BirGün’ün “kadife devrim”i!
Arap devrimini “ABD’nin Ortadoğu’yu yeniden dizayn etmesi” olarak nitelemekte ısrar eden BirGün gazetesi, geçtiğimiz günlerde başarılması zor bir gazetecilik yaparak, kuzuyu kurt, kurdu kuzu haline getirdi!
Gazetenin birinci sayfasında alt alta iki haber yer aldı. Birincisinde Mısır’da iktidardaki Yüksek Askeri Konsey’in (YAK) emrindeki askeri polisin Tahrir meydanında göstericilere uyguladığı vahşet (haklı olarak) kınanıyor. Ama BirGün bel altından bir darbe fırsatını kaçırmıyor. Haberin manşeti “Mısır’da ‘bahar’ değil vahşet!” Yani demeye getiriyor ki, ne baharı (bizim zaten benimsemediğimiz bir terim), ne devrimi? Mısır’da bildiğiniz vahşi diktatörlüklerden biri var. Altındaki ikinci haber ise Çek Cumhuriyeti’nin eski cumhurbaşkanı ve oyun yazarı Vaclav Havel’in ölümünü bildiriyor. Başlık şu: “‘Kadife devrim’in öncüsü öldü”. BirGün’ün “kadife devrim” olarak nitelediği şey, 1989’da (Çekler ve Slovaklar henüz aynı ülke içinde yaşarken) Çekoslovakya’nın halkının ayağa kalktığı olaylar dizisi sonucunda bu ülkede rejimin çökmesi. Sert bir rejim altında büyük kitlesel olaylar yaşandığı halde kimsenin burnu kanamadığı için, Batı basını buna “kadife devrim” adını takmıştı.Çöktü de ne oldu? Çekoslovakya, 1947’den itibaren büyük üretim ve dolaşım araçlarında kamu mülkiyeti ve merkezi planlama temelinde işleyen, yani kapitalizmin ilga edilmiş olduğu bir sosyo-ekonomik düzene sahipti. Kimileri bunu “sosyalizm” diye niteliyordu, kimileri “komünizm”. Bizim geleneğimizde bu ülkelere “bürokratik olarak yozlaşmış işçi devleti” denir. Ama hangi isimle anarsanız anın, Çekoslovakya kapitalist değildi. 1989 olaylarından sonra kapitalizme geri döndü. BirGün gazetesi kapitalizmin yeniden tesis edilmesinin önünü açan olaya “devrim” adını veriyor!

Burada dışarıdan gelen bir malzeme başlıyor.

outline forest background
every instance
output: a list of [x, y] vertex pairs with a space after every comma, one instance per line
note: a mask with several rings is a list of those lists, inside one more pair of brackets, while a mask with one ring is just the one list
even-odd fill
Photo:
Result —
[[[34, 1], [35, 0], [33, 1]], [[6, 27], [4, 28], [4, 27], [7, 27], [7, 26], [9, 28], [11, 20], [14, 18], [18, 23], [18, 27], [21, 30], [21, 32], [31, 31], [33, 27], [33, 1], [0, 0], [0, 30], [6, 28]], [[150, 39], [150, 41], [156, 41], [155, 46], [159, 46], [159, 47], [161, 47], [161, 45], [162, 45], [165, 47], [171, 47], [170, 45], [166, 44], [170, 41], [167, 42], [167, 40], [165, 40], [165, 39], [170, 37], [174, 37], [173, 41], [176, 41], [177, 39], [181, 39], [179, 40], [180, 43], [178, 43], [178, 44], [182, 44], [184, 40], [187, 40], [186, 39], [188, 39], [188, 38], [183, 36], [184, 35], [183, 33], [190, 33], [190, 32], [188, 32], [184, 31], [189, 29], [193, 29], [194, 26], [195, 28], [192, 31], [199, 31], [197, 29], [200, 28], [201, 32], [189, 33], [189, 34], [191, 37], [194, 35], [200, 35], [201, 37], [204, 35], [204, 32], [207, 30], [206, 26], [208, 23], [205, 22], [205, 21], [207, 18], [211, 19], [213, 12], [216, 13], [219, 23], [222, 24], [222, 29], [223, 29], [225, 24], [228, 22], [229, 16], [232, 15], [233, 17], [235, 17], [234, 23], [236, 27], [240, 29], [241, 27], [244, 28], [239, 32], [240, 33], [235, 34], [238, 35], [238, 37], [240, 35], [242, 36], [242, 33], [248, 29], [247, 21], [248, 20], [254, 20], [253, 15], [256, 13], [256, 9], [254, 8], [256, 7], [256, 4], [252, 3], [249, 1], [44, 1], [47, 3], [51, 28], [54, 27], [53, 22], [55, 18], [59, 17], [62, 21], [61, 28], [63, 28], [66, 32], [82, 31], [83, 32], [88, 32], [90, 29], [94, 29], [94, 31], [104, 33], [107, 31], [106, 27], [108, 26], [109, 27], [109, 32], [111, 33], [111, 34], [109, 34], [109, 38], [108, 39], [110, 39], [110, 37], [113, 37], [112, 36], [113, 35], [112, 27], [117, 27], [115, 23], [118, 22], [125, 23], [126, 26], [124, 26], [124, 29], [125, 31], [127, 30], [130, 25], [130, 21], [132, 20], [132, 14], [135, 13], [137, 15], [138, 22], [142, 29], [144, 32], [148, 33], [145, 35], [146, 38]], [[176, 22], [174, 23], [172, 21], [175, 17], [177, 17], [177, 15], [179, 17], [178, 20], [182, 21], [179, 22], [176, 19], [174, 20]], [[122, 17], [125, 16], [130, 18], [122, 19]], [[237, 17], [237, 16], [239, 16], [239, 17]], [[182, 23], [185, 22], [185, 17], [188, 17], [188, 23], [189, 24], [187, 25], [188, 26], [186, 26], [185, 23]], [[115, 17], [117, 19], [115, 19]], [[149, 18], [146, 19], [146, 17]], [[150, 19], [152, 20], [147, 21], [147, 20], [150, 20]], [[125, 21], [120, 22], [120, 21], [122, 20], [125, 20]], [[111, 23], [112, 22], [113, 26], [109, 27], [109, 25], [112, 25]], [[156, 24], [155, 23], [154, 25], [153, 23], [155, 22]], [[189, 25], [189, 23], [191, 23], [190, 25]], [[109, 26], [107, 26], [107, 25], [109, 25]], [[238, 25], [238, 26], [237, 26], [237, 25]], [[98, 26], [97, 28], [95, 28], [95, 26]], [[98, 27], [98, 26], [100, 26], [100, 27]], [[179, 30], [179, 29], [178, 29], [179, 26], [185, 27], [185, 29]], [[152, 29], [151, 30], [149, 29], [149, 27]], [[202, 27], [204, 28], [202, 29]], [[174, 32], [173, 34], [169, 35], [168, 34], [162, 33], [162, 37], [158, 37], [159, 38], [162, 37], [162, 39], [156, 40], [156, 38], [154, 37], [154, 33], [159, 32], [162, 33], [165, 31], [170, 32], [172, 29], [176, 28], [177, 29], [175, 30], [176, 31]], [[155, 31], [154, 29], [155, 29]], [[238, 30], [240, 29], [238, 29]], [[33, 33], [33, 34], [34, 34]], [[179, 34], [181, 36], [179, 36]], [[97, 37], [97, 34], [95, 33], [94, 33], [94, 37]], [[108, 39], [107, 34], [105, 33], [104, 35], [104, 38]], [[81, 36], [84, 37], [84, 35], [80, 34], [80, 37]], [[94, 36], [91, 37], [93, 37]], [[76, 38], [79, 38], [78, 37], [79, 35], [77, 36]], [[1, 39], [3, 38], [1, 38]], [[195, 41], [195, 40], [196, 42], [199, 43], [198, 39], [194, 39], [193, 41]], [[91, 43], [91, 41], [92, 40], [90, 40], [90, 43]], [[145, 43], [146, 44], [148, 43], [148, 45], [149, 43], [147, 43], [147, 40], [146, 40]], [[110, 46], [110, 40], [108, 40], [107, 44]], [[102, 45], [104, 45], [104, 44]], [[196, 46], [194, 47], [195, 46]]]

Doğu Avrupa diye anılan ülkelerin bazılarında kitlelerin devrimci karakter taşıyabilecek ve bürokratik yozlaşmayı aşarak sosyalizme geçişin yolunu açabilecek isyanları, çeşitli nedenlerle liberalizmin, emperyalist Batı’ya yamanmanın, sonunda da kapitalizmin yeniden tesisinin yolunu döşedi. O gün kafaların karışmasını anlamak mümkün. Ama bugün, 22 yıl sonra kapitalizmin yeniden tesisini “devrim” diye nitelemeye ne diyeceğimizi bilemiyoruz.
BirGün yazı işleri bunu becerir de, BirGün’ün köşe yazarı durur mu? Ertesi gün sendikacı yazar Yaşar Seyman bayrağı devralıyor. Havel’e “heval” diyor! Havel’in ölümü için “derin acısını” dile getiriyor. “Kadife Devrim’in öncüsünü” “geride bıraktıkları” ile anıyor. Nedir Havel’in geride bıraktıkları? Bazı tiyatro oyunları ve kapitalistleşmiş iki ülke: Çek Cumhuriyeti ve Slovakya. Havel Çekoslovakya’da kapitalist restorasyon hareketinin lideriydi. Yaşar Seyman kapitalizmin yeniden kurulmasında bu kadar mı sevinilecek bir şeyler buluyor?
Israrla söylüyoruz. Solun yaşadığı tahribatın içine devrimleri ve karşı devrimleri tanıyamamak hastalığı da katıldı. Mısır’da devrimciler, yarı yolda tıkanmış bir devrimin önünü açmak için canlarını veriyorlar, BirGün “ne baharı?” diye soruyor. Ama kapitalizmin yeniden kurulmasını devrim diye selamlıyor.
Eskiden yönünü kaybetmişlere “sağına sarmısak, soluna soğan” mı önerilirdi?